The disease is easily diagnosed. CLL is usually first suspected by the presence of a lymphocytosis, an increase in one type of the white blood cell, on a complete blood count (CBC) test. This frequently is an incidental finding on a routine physician visit. Most often the lymphocyte count is greater than 4000 cells per microliter (µl) of blood, but can be much higher. The presence of a lymphocytosis in an elderly individual should raise strong suspicion for CLL, and a confirmatory diagnostic test, in particular flow cytometry, should be performed unless clinically unnecessary.

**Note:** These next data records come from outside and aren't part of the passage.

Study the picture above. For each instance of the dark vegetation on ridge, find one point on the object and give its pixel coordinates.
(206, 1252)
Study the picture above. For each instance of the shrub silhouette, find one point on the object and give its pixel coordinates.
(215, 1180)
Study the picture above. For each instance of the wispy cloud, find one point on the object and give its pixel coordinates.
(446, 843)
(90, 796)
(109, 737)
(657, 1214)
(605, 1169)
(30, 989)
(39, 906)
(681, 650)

The diagnosis of CLL is based on the demonstration of an abnormal population of B lymphocytes in the blood, bone marrow, or tissues that display an unusual but characteristic pattern of molecules on the cell surface. This atypical molecular pattern includes the coexpression of cells surface markers cluster of differentiation 5 (CD5) and cluster of differentiation 23 (CD23). In addition, all the CLL cells within one individual are clonal, that is, genetically identical. In practice, this is inferred by the detection of only one of the mutually exclusive antibody light chains, kappa or lambda, on the entire population of the abnormal B cells. 

Normal B lymphocytes consist of a stew of different antibody-producing cells, resulting in a mixture of both kappa and lambda expressing cells. The lack of the normal distribution of kappa and lambda producing B cells is one basis for demonstrating clonality, the key element for establishing a diagnosis of any B cell malignancy (B cell non-Hodgkin lymphoma).

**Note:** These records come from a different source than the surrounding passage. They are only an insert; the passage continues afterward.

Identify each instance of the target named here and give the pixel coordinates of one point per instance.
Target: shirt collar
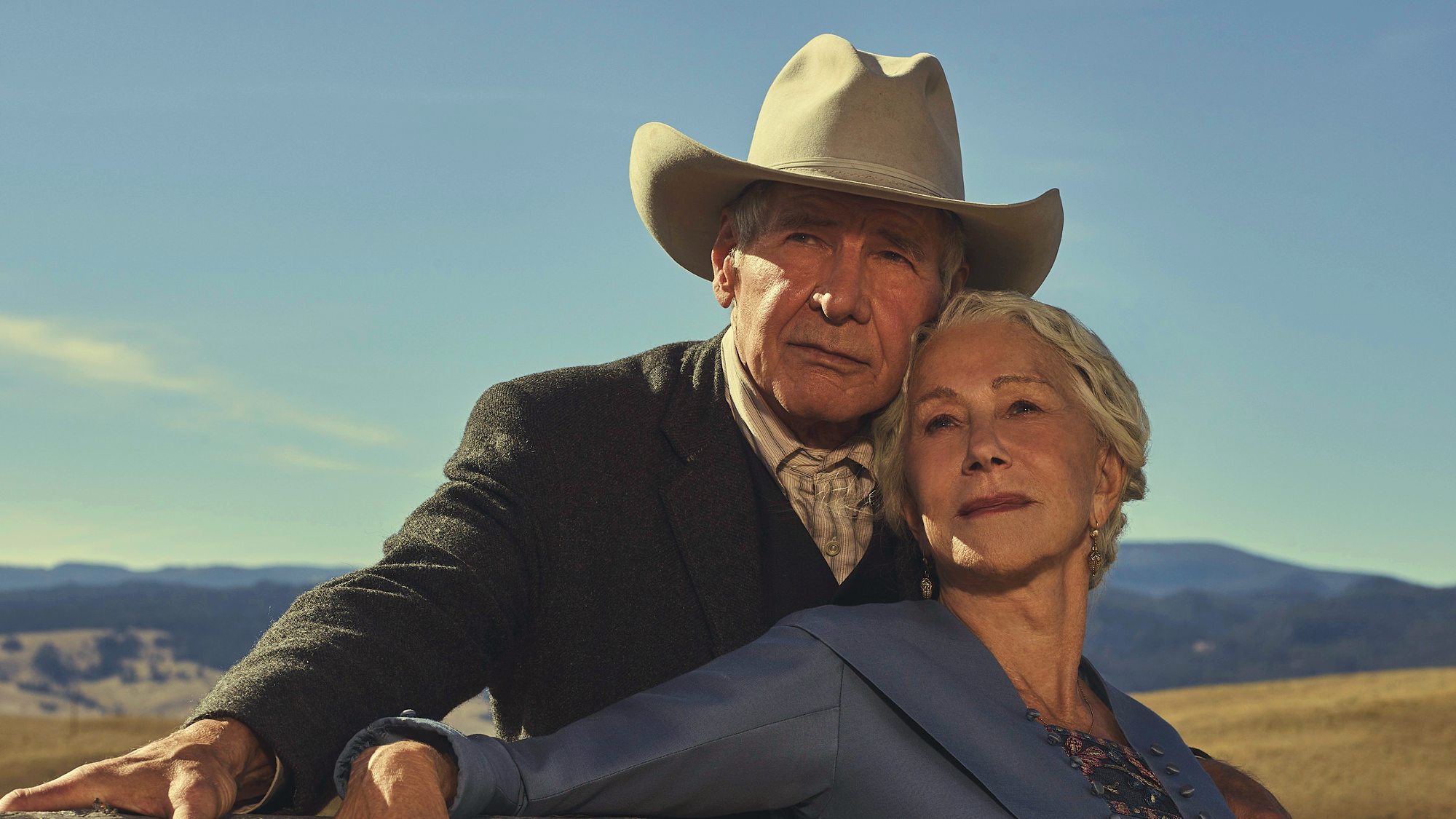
(771, 439)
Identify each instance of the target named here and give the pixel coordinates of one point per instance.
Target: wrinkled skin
(404, 778)
(196, 772)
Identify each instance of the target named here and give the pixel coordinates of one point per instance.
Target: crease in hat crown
(851, 122)
(845, 114)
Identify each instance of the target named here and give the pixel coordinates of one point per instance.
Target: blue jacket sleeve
(752, 730)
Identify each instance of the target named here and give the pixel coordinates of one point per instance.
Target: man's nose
(985, 449)
(841, 296)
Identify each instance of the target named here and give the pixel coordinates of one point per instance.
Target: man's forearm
(1244, 793)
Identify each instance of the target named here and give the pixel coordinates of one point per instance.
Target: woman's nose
(985, 449)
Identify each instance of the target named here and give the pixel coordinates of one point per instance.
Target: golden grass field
(1348, 746)
(1345, 746)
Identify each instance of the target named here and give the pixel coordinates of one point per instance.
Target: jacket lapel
(1164, 751)
(935, 672)
(710, 500)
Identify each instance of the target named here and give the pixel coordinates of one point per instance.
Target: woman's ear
(1112, 478)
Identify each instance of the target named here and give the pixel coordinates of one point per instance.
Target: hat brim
(681, 189)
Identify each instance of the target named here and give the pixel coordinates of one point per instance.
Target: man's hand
(401, 778)
(196, 772)
(1244, 793)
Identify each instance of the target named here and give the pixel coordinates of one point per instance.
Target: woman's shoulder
(909, 615)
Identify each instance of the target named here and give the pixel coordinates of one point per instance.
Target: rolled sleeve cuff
(488, 780)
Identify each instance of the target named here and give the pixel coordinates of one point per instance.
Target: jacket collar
(710, 499)
(943, 678)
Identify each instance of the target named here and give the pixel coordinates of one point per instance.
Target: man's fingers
(76, 788)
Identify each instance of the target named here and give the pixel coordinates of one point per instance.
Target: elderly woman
(1008, 456)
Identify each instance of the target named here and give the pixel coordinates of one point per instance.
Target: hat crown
(845, 114)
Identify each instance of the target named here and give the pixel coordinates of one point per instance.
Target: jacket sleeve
(756, 729)
(438, 620)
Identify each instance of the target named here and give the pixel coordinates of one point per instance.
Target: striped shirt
(832, 490)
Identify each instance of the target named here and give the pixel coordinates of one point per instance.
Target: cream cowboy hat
(851, 122)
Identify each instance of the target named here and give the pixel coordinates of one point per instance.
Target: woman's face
(1005, 472)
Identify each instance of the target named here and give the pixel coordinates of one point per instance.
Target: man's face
(825, 302)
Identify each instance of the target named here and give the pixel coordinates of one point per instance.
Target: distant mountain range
(1170, 615)
(18, 577)
(1161, 569)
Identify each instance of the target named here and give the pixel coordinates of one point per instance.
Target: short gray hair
(749, 213)
(1103, 388)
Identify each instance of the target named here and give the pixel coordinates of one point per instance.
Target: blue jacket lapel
(1166, 752)
(941, 676)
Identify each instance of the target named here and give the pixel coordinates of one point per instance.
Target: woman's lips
(992, 505)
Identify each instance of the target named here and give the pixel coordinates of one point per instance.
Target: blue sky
(258, 260)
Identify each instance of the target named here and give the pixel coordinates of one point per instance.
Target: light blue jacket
(863, 711)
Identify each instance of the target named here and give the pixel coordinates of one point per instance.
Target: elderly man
(608, 528)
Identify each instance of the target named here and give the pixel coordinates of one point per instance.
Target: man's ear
(1112, 477)
(959, 279)
(726, 276)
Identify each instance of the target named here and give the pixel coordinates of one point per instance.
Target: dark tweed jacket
(596, 537)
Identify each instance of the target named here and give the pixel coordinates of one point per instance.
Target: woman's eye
(940, 423)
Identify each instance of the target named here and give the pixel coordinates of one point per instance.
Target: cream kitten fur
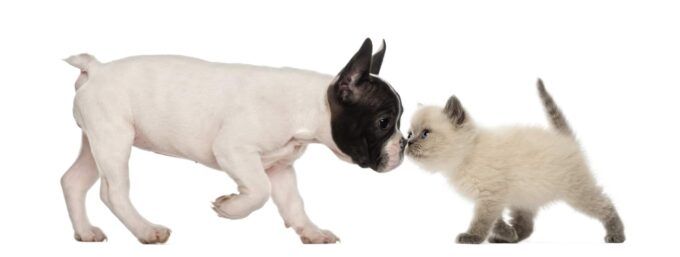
(519, 168)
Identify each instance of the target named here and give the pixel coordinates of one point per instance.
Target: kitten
(519, 168)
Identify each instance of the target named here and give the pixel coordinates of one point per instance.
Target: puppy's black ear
(349, 84)
(454, 110)
(376, 62)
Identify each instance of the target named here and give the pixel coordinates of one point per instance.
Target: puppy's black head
(366, 112)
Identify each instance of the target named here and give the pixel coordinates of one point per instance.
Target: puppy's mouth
(413, 153)
(387, 162)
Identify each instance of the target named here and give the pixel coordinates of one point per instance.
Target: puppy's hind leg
(111, 145)
(75, 183)
(591, 201)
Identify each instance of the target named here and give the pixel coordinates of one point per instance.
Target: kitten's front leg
(287, 199)
(486, 213)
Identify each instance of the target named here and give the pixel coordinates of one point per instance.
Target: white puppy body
(229, 117)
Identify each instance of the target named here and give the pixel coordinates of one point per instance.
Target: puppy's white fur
(230, 117)
(520, 168)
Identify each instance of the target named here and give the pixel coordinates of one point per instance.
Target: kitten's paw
(467, 238)
(91, 234)
(318, 236)
(503, 233)
(615, 238)
(494, 239)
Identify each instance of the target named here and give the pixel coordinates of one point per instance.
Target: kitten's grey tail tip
(553, 112)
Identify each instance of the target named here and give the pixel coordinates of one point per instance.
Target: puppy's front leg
(287, 199)
(245, 168)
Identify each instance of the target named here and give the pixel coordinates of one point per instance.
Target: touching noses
(402, 143)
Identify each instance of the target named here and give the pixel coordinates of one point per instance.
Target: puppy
(251, 122)
(518, 168)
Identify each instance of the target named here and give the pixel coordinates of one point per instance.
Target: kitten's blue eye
(425, 133)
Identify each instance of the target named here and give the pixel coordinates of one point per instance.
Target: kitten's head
(439, 137)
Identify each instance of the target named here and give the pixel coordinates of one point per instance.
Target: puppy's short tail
(553, 112)
(84, 62)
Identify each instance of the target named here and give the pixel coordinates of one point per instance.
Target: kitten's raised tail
(552, 111)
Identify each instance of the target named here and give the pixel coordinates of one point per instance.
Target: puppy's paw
(232, 207)
(90, 234)
(317, 236)
(155, 234)
(615, 238)
(467, 238)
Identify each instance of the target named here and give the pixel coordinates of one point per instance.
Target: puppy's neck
(324, 133)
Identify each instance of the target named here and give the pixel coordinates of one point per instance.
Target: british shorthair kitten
(518, 168)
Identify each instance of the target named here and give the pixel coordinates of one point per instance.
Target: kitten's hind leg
(523, 222)
(502, 233)
(594, 203)
(486, 213)
(521, 226)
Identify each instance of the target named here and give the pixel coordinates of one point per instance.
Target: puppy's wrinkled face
(437, 134)
(366, 113)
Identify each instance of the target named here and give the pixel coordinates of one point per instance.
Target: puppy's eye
(384, 123)
(425, 133)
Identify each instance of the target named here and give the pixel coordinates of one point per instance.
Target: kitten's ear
(454, 111)
(348, 84)
(376, 61)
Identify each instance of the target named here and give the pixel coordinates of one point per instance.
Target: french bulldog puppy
(251, 122)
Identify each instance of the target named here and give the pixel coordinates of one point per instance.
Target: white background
(613, 67)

The combination of the microscopic examination of the peripheral blood and analysis of the lymphocytes by flow cytometry to confirm clonality and marker molecule expression is needed to establish the diagnosis of CLL. Both are easily accomplished on a small amount of blood. A flow cytometer is an instrument that can examine the expression of molecules on individual cells in fluids. This requires the use of specific antibodies to marker molecules with fluorescent tags recognized by the instrument. 

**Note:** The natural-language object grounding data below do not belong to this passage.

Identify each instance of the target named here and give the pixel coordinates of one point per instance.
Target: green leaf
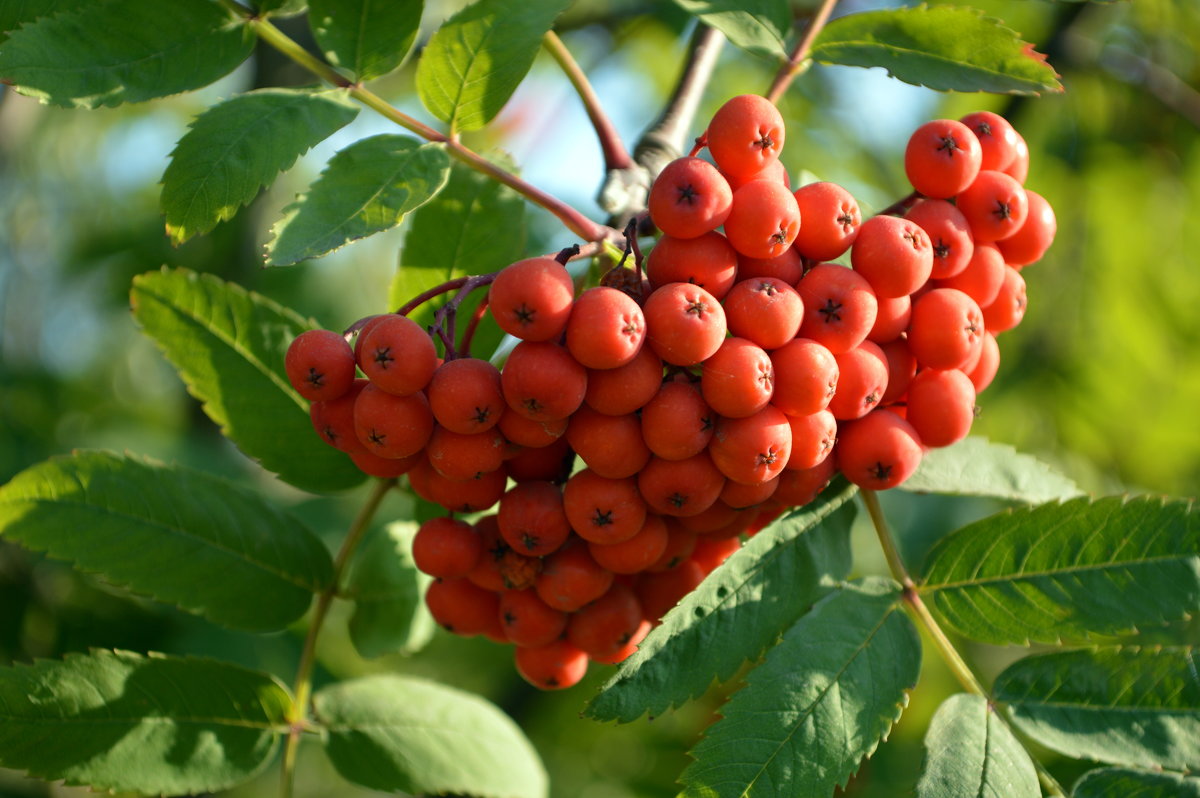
(156, 725)
(943, 47)
(477, 59)
(174, 534)
(1122, 706)
(972, 753)
(365, 189)
(821, 701)
(1119, 783)
(978, 467)
(111, 52)
(238, 147)
(737, 612)
(228, 345)
(388, 594)
(474, 226)
(1068, 570)
(755, 25)
(400, 733)
(366, 37)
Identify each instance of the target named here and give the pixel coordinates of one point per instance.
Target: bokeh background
(1102, 379)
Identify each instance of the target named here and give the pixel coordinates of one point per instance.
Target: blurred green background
(1102, 379)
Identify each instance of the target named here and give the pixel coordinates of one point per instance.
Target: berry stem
(921, 613)
(798, 63)
(569, 216)
(298, 719)
(616, 156)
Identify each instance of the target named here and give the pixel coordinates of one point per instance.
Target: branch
(798, 61)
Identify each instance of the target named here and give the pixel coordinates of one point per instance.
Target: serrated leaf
(366, 37)
(111, 52)
(943, 47)
(970, 751)
(156, 725)
(737, 612)
(174, 534)
(474, 226)
(1138, 707)
(821, 701)
(365, 189)
(1068, 570)
(1120, 783)
(755, 25)
(228, 346)
(401, 733)
(477, 59)
(388, 592)
(979, 467)
(240, 145)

In CLL, the lymphocytes are genetically clonal, of the B cell lineage (express marker molecules cluster of differentiation 19 (CD19) and CD20), and characteristically express the marker molecules CD5 and CD23. These B cells resemble normal lymphocytes under the microscope, although slightly smaller, and are fragile when smeared onto a glass slide, giving rise to many broken cells (smudge cells). 

Differential diagnosis
Hematologic disorders that may resemble CLL in their clinical presentation, behavior, and microscopic appearance include mantle cell lymphoma, marginal zone lymphoma, B cell prolymphocytic leukemia, and lymphoplasmacytic lymphoma.
  • B cell prolymphocytic leukemia (B PLL), a related, but more aggressive disorder, has cells with similar phenotype, but are significantly larger than normal lymphocytes and have a prominent nucleolus. The distinction is important as the prognosis and therapy differs from CLL.
  • Hairy cell leukemia is also a neoplasm of B lymphocytes, but the neoplastic cells have a distinct morphology under the microscope (hairy cell leukemia cells have delicate, hair-like projections on their surface) and unique marker molecule expression.
All the B cell malignancies of the blood and bone marrow can be differentiated from one another by the combination of cellular microscopic morphology, marker molecule expression, and specific tumor-associated gene defects. This is best accomplished by evaluation of the patient's blood, bone marrow and occasionally lymph node cells by a pathologist with specific training in blood disorders. A flow cytometer is necessary for cell marker analysis, and the detection of genetic problems in the cells may require visualizing the DNA changes with fluorescent probes by FISH.